By Lia White, Staff Writer

//The passing of the North Carolina’s Public Facilities Privacy and Security Act, an extremely transphobic bill stating that people must use the restroom that corresponds to the sex on their birth certificate, has become a highly controversial topic, spurring heated arguments from both sides for the past two months.

  The federal government has not kept quiet on this subject either. The Department of Justice and North Carolina’s governor Pat McCrory are suing each other over the law’s alleged violation of the Civil Rights Act. The Obama administration, along with the Departments of Education and Justice, issued a statement proclaiming that all trans students are allowed to use the bathroom of their gender identity in public schools, an issue that was previously dealt with on the state level.

  This so-called “guidance” has little effect on Acalanes students, as California passed the School Success and Opportunity Act int 2013. This law gives trans students the right to use the locker rooms and bathrooms of the gender they identify with, along with other protective rights. Nevertheless, this guidance is a monumental step forward in the fight for nationwide transgender equality, and should not be diminished in its importance.

  However, what the federal government has yet to touch upon is the placement of gender neutral bathrooms on high school campuses. Many colleges around the country have “All Gender” or “Gender Neutral” bathrooms in place, with few complaints and even fewer complications. But this has yet to be extended to many high schools.

  A few years ago, Acalanes was considering converting some bathrooms to gender neutral ones, but after much deliberation by the administration, the idea was abandoned. Most gender neutral bathrooms are single stalls and can be locked from the inside, causing the administration to worry that it would become a “safety hazard,” despite the fact that the bathrooms already in place at Acalanes can lock from the inside. The school stated that students could use the gender neutral bathroom in the nurse’s office if they felt uncomfortable using a gendered bathroom.

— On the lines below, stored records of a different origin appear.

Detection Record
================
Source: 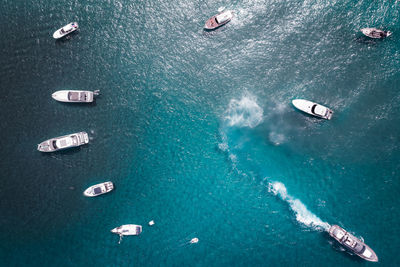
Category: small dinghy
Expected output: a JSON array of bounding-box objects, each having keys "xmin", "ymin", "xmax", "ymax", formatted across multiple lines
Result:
[
  {"xmin": 83, "ymin": 182, "xmax": 114, "ymax": 197},
  {"xmin": 38, "ymin": 132, "xmax": 89, "ymax": 152},
  {"xmin": 204, "ymin": 10, "xmax": 233, "ymax": 30},
  {"xmin": 360, "ymin": 28, "xmax": 392, "ymax": 39},
  {"xmin": 329, "ymin": 225, "xmax": 378, "ymax": 262},
  {"xmin": 51, "ymin": 90, "xmax": 100, "ymax": 103},
  {"xmin": 292, "ymin": 99, "xmax": 333, "ymax": 120},
  {"xmin": 53, "ymin": 22, "xmax": 79, "ymax": 39}
]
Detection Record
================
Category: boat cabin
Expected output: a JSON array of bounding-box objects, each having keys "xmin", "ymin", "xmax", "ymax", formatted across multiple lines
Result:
[
  {"xmin": 215, "ymin": 11, "xmax": 232, "ymax": 24},
  {"xmin": 311, "ymin": 104, "xmax": 328, "ymax": 117}
]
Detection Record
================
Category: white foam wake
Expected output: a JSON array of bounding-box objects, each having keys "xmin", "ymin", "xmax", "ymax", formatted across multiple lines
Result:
[
  {"xmin": 268, "ymin": 182, "xmax": 330, "ymax": 231},
  {"xmin": 225, "ymin": 96, "xmax": 263, "ymax": 128}
]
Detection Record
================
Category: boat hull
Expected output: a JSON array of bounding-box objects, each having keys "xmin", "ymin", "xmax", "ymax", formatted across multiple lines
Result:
[
  {"xmin": 360, "ymin": 28, "xmax": 392, "ymax": 39},
  {"xmin": 204, "ymin": 11, "xmax": 233, "ymax": 31},
  {"xmin": 51, "ymin": 90, "xmax": 94, "ymax": 103},
  {"xmin": 37, "ymin": 132, "xmax": 89, "ymax": 152},
  {"xmin": 111, "ymin": 224, "xmax": 142, "ymax": 235},
  {"xmin": 292, "ymin": 99, "xmax": 333, "ymax": 120},
  {"xmin": 53, "ymin": 22, "xmax": 79, "ymax": 39},
  {"xmin": 83, "ymin": 181, "xmax": 114, "ymax": 197},
  {"xmin": 328, "ymin": 225, "xmax": 378, "ymax": 262}
]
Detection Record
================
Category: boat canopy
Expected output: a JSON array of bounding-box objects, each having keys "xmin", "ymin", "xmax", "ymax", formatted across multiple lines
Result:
[
  {"xmin": 333, "ymin": 229, "xmax": 344, "ymax": 240},
  {"xmin": 93, "ymin": 187, "xmax": 103, "ymax": 195},
  {"xmin": 363, "ymin": 248, "xmax": 372, "ymax": 258},
  {"xmin": 56, "ymin": 137, "xmax": 73, "ymax": 148},
  {"xmin": 312, "ymin": 105, "xmax": 327, "ymax": 116},
  {"xmin": 215, "ymin": 11, "xmax": 232, "ymax": 24}
]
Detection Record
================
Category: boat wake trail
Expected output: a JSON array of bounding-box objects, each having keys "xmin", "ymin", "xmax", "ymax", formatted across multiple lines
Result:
[
  {"xmin": 219, "ymin": 96, "xmax": 330, "ymax": 231},
  {"xmin": 268, "ymin": 182, "xmax": 330, "ymax": 231},
  {"xmin": 218, "ymin": 95, "xmax": 263, "ymax": 169},
  {"xmin": 225, "ymin": 96, "xmax": 263, "ymax": 128}
]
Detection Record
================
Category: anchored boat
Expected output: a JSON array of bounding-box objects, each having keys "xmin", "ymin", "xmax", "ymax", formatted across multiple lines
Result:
[
  {"xmin": 51, "ymin": 90, "xmax": 100, "ymax": 103},
  {"xmin": 53, "ymin": 22, "xmax": 79, "ymax": 39},
  {"xmin": 111, "ymin": 224, "xmax": 142, "ymax": 236},
  {"xmin": 38, "ymin": 132, "xmax": 89, "ymax": 152},
  {"xmin": 83, "ymin": 182, "xmax": 114, "ymax": 197},
  {"xmin": 360, "ymin": 28, "xmax": 392, "ymax": 39},
  {"xmin": 292, "ymin": 99, "xmax": 333, "ymax": 120},
  {"xmin": 329, "ymin": 225, "xmax": 378, "ymax": 262},
  {"xmin": 204, "ymin": 10, "xmax": 233, "ymax": 30}
]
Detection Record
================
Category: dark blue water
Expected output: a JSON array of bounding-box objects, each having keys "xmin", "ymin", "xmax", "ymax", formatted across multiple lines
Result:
[{"xmin": 0, "ymin": 0, "xmax": 400, "ymax": 266}]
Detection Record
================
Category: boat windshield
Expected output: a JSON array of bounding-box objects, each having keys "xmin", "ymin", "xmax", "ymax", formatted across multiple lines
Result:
[
  {"xmin": 311, "ymin": 104, "xmax": 328, "ymax": 117},
  {"xmin": 93, "ymin": 187, "xmax": 102, "ymax": 195},
  {"xmin": 354, "ymin": 242, "xmax": 365, "ymax": 253},
  {"xmin": 68, "ymin": 92, "xmax": 79, "ymax": 101}
]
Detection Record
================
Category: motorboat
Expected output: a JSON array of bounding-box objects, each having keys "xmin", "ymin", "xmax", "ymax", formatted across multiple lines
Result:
[
  {"xmin": 204, "ymin": 10, "xmax": 233, "ymax": 30},
  {"xmin": 53, "ymin": 22, "xmax": 79, "ymax": 39},
  {"xmin": 360, "ymin": 28, "xmax": 392, "ymax": 39},
  {"xmin": 292, "ymin": 99, "xmax": 333, "ymax": 120},
  {"xmin": 83, "ymin": 182, "xmax": 114, "ymax": 197},
  {"xmin": 38, "ymin": 132, "xmax": 89, "ymax": 152},
  {"xmin": 329, "ymin": 225, "xmax": 378, "ymax": 262},
  {"xmin": 111, "ymin": 224, "xmax": 142, "ymax": 236},
  {"xmin": 51, "ymin": 90, "xmax": 100, "ymax": 103}
]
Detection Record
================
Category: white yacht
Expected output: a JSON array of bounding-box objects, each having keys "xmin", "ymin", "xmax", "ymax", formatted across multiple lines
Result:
[
  {"xmin": 83, "ymin": 182, "xmax": 114, "ymax": 197},
  {"xmin": 111, "ymin": 224, "xmax": 142, "ymax": 236},
  {"xmin": 360, "ymin": 28, "xmax": 392, "ymax": 39},
  {"xmin": 38, "ymin": 132, "xmax": 89, "ymax": 152},
  {"xmin": 292, "ymin": 99, "xmax": 333, "ymax": 120},
  {"xmin": 204, "ymin": 10, "xmax": 233, "ymax": 30},
  {"xmin": 51, "ymin": 90, "xmax": 100, "ymax": 103},
  {"xmin": 53, "ymin": 22, "xmax": 79, "ymax": 39},
  {"xmin": 329, "ymin": 225, "xmax": 378, "ymax": 262}
]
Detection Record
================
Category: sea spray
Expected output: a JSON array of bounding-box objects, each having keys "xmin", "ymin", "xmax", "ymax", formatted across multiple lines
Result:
[
  {"xmin": 225, "ymin": 96, "xmax": 263, "ymax": 128},
  {"xmin": 218, "ymin": 95, "xmax": 263, "ymax": 171},
  {"xmin": 218, "ymin": 95, "xmax": 329, "ymax": 230},
  {"xmin": 268, "ymin": 182, "xmax": 330, "ymax": 231}
]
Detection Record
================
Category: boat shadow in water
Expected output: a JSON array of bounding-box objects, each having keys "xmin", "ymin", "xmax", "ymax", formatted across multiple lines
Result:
[
  {"xmin": 355, "ymin": 35, "xmax": 385, "ymax": 45},
  {"xmin": 323, "ymin": 231, "xmax": 365, "ymax": 263},
  {"xmin": 54, "ymin": 100, "xmax": 99, "ymax": 109},
  {"xmin": 40, "ymin": 144, "xmax": 89, "ymax": 157},
  {"xmin": 202, "ymin": 25, "xmax": 230, "ymax": 37},
  {"xmin": 55, "ymin": 30, "xmax": 79, "ymax": 45}
]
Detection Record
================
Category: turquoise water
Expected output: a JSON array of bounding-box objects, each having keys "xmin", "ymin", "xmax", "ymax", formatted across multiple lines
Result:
[{"xmin": 0, "ymin": 0, "xmax": 400, "ymax": 266}]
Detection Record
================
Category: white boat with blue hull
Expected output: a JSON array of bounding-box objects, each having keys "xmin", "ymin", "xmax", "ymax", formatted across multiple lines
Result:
[
  {"xmin": 53, "ymin": 22, "xmax": 79, "ymax": 39},
  {"xmin": 83, "ymin": 182, "xmax": 114, "ymax": 197},
  {"xmin": 51, "ymin": 90, "xmax": 100, "ymax": 103},
  {"xmin": 204, "ymin": 10, "xmax": 233, "ymax": 30},
  {"xmin": 111, "ymin": 224, "xmax": 142, "ymax": 236},
  {"xmin": 37, "ymin": 132, "xmax": 89, "ymax": 152},
  {"xmin": 292, "ymin": 99, "xmax": 333, "ymax": 120},
  {"xmin": 329, "ymin": 225, "xmax": 378, "ymax": 262},
  {"xmin": 360, "ymin": 28, "xmax": 392, "ymax": 39}
]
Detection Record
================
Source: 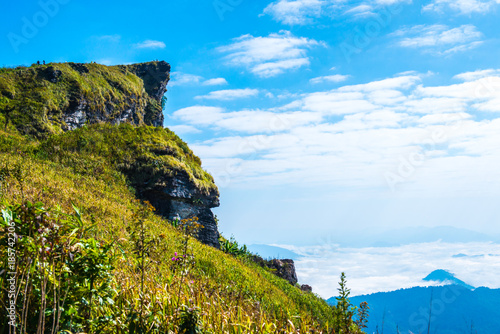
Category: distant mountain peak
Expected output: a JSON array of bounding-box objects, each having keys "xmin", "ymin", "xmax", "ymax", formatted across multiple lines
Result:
[{"xmin": 423, "ymin": 269, "xmax": 474, "ymax": 290}]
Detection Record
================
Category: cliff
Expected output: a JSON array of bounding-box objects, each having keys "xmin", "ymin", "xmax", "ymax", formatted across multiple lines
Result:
[{"xmin": 0, "ymin": 61, "xmax": 219, "ymax": 248}]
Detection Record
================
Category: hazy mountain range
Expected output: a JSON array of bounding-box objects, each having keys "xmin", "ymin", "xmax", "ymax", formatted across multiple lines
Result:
[{"xmin": 328, "ymin": 270, "xmax": 500, "ymax": 334}]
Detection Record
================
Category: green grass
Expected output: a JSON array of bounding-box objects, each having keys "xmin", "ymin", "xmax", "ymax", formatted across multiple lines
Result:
[
  {"xmin": 0, "ymin": 62, "xmax": 166, "ymax": 138},
  {"xmin": 0, "ymin": 123, "xmax": 344, "ymax": 333}
]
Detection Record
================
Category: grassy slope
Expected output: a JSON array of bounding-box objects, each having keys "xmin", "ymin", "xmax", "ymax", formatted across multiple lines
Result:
[{"xmin": 0, "ymin": 121, "xmax": 333, "ymax": 333}]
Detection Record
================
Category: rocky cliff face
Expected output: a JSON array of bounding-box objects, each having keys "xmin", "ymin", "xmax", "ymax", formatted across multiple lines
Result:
[
  {"xmin": 60, "ymin": 61, "xmax": 170, "ymax": 130},
  {"xmin": 0, "ymin": 61, "xmax": 170, "ymax": 138},
  {"xmin": 268, "ymin": 259, "xmax": 297, "ymax": 285},
  {"xmin": 0, "ymin": 61, "xmax": 219, "ymax": 248},
  {"xmin": 143, "ymin": 173, "xmax": 220, "ymax": 248}
]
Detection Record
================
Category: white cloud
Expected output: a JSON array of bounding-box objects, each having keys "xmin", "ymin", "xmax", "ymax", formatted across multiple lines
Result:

  There have been plenty of arguments against the existence of gender neutral bathrooms, but the most common one is the most ignorant one: why would we even need them?

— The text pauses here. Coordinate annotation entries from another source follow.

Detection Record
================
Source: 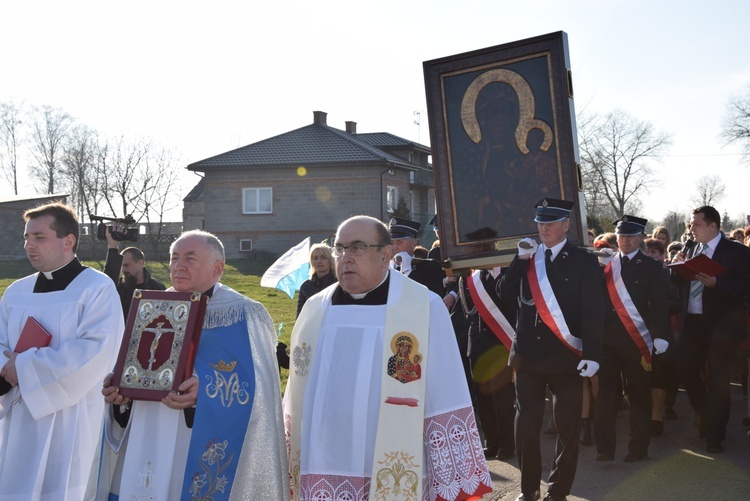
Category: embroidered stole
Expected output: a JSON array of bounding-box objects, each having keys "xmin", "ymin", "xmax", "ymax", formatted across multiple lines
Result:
[
  {"xmin": 284, "ymin": 276, "xmax": 430, "ymax": 499},
  {"xmin": 604, "ymin": 254, "xmax": 653, "ymax": 364},
  {"xmin": 466, "ymin": 270, "xmax": 516, "ymax": 350},
  {"xmin": 526, "ymin": 250, "xmax": 583, "ymax": 357},
  {"xmin": 180, "ymin": 318, "xmax": 255, "ymax": 500}
]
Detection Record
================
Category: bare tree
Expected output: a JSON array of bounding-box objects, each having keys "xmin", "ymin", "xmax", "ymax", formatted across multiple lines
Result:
[
  {"xmin": 99, "ymin": 136, "xmax": 153, "ymax": 220},
  {"xmin": 141, "ymin": 147, "xmax": 182, "ymax": 255},
  {"xmin": 577, "ymin": 110, "xmax": 670, "ymax": 217},
  {"xmin": 690, "ymin": 176, "xmax": 727, "ymax": 207},
  {"xmin": 662, "ymin": 211, "xmax": 689, "ymax": 242},
  {"xmin": 721, "ymin": 85, "xmax": 750, "ymax": 163},
  {"xmin": 61, "ymin": 125, "xmax": 106, "ymax": 215},
  {"xmin": 31, "ymin": 106, "xmax": 75, "ymax": 194},
  {"xmin": 0, "ymin": 101, "xmax": 23, "ymax": 195}
]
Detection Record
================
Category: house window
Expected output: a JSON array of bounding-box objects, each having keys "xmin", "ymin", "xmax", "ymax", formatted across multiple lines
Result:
[
  {"xmin": 385, "ymin": 186, "xmax": 398, "ymax": 212},
  {"xmin": 240, "ymin": 238, "xmax": 253, "ymax": 252},
  {"xmin": 242, "ymin": 188, "xmax": 273, "ymax": 214}
]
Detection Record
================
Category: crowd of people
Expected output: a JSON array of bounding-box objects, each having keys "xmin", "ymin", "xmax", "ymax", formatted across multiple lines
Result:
[{"xmin": 0, "ymin": 198, "xmax": 750, "ymax": 501}]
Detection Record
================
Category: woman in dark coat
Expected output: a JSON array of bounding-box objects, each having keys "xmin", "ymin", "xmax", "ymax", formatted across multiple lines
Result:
[{"xmin": 297, "ymin": 243, "xmax": 338, "ymax": 316}]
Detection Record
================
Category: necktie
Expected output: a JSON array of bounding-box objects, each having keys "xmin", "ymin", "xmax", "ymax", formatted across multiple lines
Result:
[{"xmin": 690, "ymin": 244, "xmax": 708, "ymax": 301}]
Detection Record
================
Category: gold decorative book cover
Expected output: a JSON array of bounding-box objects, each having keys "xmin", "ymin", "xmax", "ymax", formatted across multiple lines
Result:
[{"xmin": 112, "ymin": 289, "xmax": 208, "ymax": 400}]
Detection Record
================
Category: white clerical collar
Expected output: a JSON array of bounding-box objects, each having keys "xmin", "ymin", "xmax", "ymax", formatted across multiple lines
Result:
[
  {"xmin": 544, "ymin": 238, "xmax": 568, "ymax": 261},
  {"xmin": 349, "ymin": 270, "xmax": 388, "ymax": 299},
  {"xmin": 620, "ymin": 249, "xmax": 639, "ymax": 261},
  {"xmin": 703, "ymin": 232, "xmax": 721, "ymax": 252},
  {"xmin": 41, "ymin": 257, "xmax": 75, "ymax": 280}
]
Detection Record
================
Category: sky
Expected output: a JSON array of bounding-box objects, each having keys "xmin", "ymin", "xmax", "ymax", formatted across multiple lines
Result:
[{"xmin": 0, "ymin": 0, "xmax": 750, "ymax": 227}]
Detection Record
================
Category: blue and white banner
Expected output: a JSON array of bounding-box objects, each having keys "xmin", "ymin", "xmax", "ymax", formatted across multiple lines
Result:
[{"xmin": 260, "ymin": 237, "xmax": 310, "ymax": 299}]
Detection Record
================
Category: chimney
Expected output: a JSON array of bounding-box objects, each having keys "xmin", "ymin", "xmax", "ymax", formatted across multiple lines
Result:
[{"xmin": 313, "ymin": 111, "xmax": 328, "ymax": 125}]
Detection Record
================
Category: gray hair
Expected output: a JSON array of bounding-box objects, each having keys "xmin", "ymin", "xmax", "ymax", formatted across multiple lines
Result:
[{"xmin": 169, "ymin": 230, "xmax": 226, "ymax": 263}]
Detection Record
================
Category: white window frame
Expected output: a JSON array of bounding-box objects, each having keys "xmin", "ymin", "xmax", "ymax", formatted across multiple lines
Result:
[
  {"xmin": 242, "ymin": 187, "xmax": 273, "ymax": 214},
  {"xmin": 385, "ymin": 186, "xmax": 398, "ymax": 214}
]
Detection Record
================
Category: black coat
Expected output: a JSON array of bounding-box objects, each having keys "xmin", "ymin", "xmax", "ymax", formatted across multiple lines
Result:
[
  {"xmin": 297, "ymin": 270, "xmax": 338, "ymax": 316},
  {"xmin": 104, "ymin": 249, "xmax": 167, "ymax": 322},
  {"xmin": 498, "ymin": 242, "xmax": 604, "ymax": 374},
  {"xmin": 409, "ymin": 261, "xmax": 445, "ymax": 297},
  {"xmin": 604, "ymin": 251, "xmax": 671, "ymax": 346}
]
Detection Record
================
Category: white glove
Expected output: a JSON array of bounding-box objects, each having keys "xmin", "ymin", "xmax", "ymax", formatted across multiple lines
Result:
[
  {"xmin": 654, "ymin": 338, "xmax": 669, "ymax": 355},
  {"xmin": 393, "ymin": 251, "xmax": 411, "ymax": 273},
  {"xmin": 518, "ymin": 237, "xmax": 539, "ymax": 259},
  {"xmin": 597, "ymin": 247, "xmax": 615, "ymax": 266},
  {"xmin": 578, "ymin": 360, "xmax": 599, "ymax": 377}
]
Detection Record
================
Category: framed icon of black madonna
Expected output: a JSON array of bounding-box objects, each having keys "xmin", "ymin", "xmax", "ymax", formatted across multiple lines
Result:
[{"xmin": 423, "ymin": 32, "xmax": 586, "ymax": 274}]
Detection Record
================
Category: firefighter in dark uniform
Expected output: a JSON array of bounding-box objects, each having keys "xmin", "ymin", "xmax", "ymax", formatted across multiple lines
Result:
[
  {"xmin": 499, "ymin": 198, "xmax": 604, "ymax": 501},
  {"xmin": 594, "ymin": 215, "xmax": 670, "ymax": 462},
  {"xmin": 388, "ymin": 217, "xmax": 445, "ymax": 297}
]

  Of course, when addressing the problems that come with this question, one must recognize that many people do not have access to education about the LGBTQ community and simply do not know that more than two gender identities exist.

  Western culture has set up a strict gender-binary system. Our society has gendered many things unnecessarily: emotions, toys, jobs, clothing, hair styles, even colors are given genders. People are assigned a gender at birth, as either a boy or a girl, based on their reproductive organs.

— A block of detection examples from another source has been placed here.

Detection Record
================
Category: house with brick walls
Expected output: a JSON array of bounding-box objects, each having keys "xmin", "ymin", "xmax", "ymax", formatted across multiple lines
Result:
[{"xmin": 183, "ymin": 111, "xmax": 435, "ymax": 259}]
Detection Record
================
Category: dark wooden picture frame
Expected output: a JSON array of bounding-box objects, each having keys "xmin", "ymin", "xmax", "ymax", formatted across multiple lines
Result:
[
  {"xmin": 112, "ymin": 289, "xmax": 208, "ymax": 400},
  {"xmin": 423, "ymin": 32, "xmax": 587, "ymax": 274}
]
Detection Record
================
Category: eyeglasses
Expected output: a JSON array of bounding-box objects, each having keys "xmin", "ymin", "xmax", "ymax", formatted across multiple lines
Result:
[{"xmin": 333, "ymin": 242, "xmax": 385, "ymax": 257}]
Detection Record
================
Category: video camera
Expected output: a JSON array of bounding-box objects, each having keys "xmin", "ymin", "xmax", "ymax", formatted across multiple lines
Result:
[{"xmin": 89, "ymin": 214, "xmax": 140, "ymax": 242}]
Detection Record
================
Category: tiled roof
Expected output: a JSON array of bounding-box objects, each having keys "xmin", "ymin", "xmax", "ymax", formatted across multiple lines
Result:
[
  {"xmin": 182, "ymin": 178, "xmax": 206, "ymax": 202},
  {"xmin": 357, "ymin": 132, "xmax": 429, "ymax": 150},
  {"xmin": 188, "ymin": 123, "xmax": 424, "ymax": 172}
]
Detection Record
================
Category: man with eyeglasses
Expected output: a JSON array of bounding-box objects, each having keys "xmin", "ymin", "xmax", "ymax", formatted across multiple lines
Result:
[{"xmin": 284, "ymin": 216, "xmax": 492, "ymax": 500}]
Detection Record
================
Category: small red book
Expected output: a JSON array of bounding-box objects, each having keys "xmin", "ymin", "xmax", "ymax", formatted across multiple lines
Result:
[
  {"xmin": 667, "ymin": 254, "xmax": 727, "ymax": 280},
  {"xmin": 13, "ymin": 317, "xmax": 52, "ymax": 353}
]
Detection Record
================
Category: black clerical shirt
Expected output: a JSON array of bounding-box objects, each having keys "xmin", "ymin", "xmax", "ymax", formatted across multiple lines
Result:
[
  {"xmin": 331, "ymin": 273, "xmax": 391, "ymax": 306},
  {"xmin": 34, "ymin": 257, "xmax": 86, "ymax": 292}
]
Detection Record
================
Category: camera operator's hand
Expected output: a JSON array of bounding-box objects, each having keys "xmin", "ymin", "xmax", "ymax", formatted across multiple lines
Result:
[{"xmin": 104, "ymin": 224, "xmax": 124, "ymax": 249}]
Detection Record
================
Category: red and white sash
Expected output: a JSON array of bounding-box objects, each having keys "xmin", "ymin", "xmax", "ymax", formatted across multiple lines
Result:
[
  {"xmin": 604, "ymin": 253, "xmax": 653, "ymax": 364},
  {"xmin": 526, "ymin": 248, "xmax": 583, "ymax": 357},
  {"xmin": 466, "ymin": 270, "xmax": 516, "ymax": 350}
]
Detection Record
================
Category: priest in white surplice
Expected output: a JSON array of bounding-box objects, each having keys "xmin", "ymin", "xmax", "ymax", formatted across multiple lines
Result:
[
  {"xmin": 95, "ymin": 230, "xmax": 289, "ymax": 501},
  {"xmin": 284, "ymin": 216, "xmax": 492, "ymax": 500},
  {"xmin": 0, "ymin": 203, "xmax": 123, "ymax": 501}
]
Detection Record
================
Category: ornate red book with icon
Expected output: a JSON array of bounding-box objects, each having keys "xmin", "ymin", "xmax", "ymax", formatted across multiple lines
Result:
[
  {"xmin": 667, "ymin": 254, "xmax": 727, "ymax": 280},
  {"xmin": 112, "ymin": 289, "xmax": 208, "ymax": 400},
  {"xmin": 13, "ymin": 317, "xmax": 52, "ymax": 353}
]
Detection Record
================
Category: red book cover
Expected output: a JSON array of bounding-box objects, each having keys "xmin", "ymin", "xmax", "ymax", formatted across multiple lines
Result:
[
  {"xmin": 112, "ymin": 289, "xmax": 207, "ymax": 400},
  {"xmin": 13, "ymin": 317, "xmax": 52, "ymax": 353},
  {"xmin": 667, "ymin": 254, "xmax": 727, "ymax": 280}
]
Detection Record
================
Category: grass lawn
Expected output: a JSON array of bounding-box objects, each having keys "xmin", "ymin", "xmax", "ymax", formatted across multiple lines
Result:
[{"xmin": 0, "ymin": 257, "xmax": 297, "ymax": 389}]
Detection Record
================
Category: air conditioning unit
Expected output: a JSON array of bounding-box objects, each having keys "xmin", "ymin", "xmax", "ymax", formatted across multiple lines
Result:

  Most people will not question their gender identity in their lifetime, but there are many who do, and with that questioning comes a whole host of new identities. There is a large and vibrant community of people who do not identify as either a boy or a girl, but rather as something else, such as genderqueer, gender neutral, agender, genderfluid, etc. The full list is fairly extensive, and many use the umbrella term “nonbinary” to describe people whose gender identity does not fit into the gender-binary, meaning that they do not identify 100 percent as either a man or a woman.

  With a growing number of nonbinary people present in our society, many questions are raised, such as which pronouns they will use, how they will dress, and which bathroom they will use when in public. For people who are not nonbinary, the answer to that last question seems obvious: just use the bathroom of the gender you were assigned at birth.

  It seems like an easy solution, but the reality is that it’s not that simple. Many nonbinary people feel uncomfortable using public restrooms because it forces them to misgender themselves by picking between two options, neither of which feel correct. Going to the bathroom in public is an ironic reflection of a problem that nonbinary people face everyday: people telling them that they need to “choose” a gender, insinuating that nonbinary identities aren’t real.

  This problems extends far beyond Acalanes and into high schools all around the country. Nonbinary people deserve a restroom where they can feel safe about their own identity. The reason why they are denied this in so many public places is because nonbinary identities are not seen as valid in many people’s eyes. Nonbinary people are seen as confused, naive, or simply just wrong.

  Does Acalanes technically have a gender neutral bathroom? Yes, but it’s very far out of the way and no one knows about it, making its existence ineffective. It would not be difficult for Acalanes to simply convert one or two other bathrooms into gender neutral bathrooms for those who need them. The administration claimed it was a safety hazard, but what about the safety of trans and nonbinary people? Do they not deserve to feel comfortable in their own school?


Adapted from Issue 8, Volume 77. Originally printed May 27, 2106.